Begini Nasib Satwa-satwa Ini di Pasar Ekstrem

Koalisi Dog Meat Free Indonesia (DMFI) mengunggah video investigasi mereka berjudul “North Sulawesi’s Brutal Live Animal Markets,” pada 23 Januari 2018. Video ini menggambarkan kekejaman perlakuan manusia terhadap hewan-hewan di pasar-pasar ekstrem Indonesia, seperti anjing dan kucing dipukuli dan dibakar hidup-hidup.

Video itu telah ditonton belasan ribu orang, menjadi viral dan perhatian Gubernur Sulawesi Utara Olly Dondokambey.

Dalam video itu pasar-pasar di Sulawesi Utara, seperti Pasar Ekstrem Tomohon dan Pasar Langowan vulgar memukul, membunuh dan membakar anjing maupun kucing.

Para pengunjung pasar, termasuk anak bawah umur ikut menyaksikan kekejaman ini.
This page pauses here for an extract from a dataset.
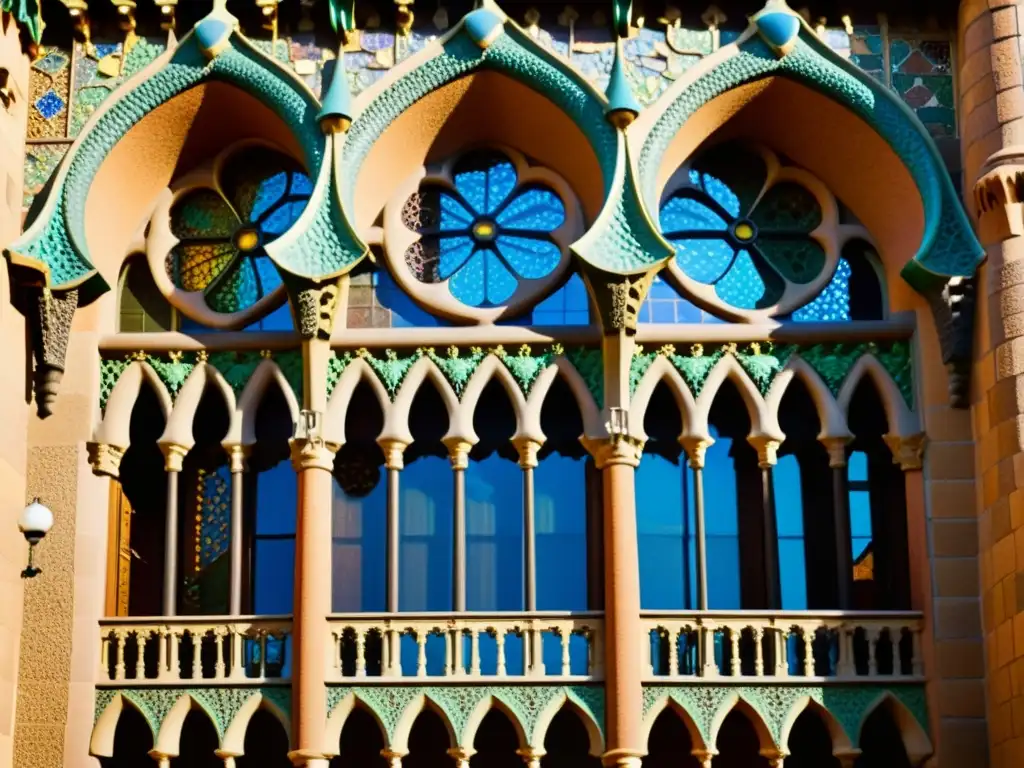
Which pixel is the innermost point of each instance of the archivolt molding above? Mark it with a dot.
(763, 374)
(529, 708)
(948, 247)
(773, 711)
Dalam video juga terlihat penjualan rutin daging satwa liar termasuk kelelawar, ular, dan reptil lain.

Lola Webber, Koordinator Kampanye Dog Meat Free Indonesia dan pendiri Change For Animals Foundation kepada Mongabay mengatakan, pemerintah harus mengambil tindakan untuk menjaga kesejahteraan hewan dan kesehatan maupun keselamatan masyarakat.

Pemerintah, katanya, harus menutup pasar-pasar hewan hidup yang kejam, setiap minggu ribuan anjing dan kucing digebuki di depan umum, dibakar hidup-hidup untuk dimakan.

“Pemerintah daerah dan operator tur harus berhenti mempromosikan pasar-pasar ini sebagai aktivitas yang “harus dilihat” bagi wisatawan,” kata Webber.

Pasar-pasar ekstrem ini mengekspos penderitaan mengerikan hewan. Anjing dan kucing dalam kandang, terlihat meringkuk berdesakan. Satu persatu mereka direnggut keluar dari kandang, dihantam kayu dan besi di kepala, dan dilemparkan ke tanah kala menggeliat kesakitan.

“Lalu dibakar untuk menghilangkan rambut yang menempel di tubuh mereka. Ini bentuk kekejaman, tak layak dipromosikan,” katanya.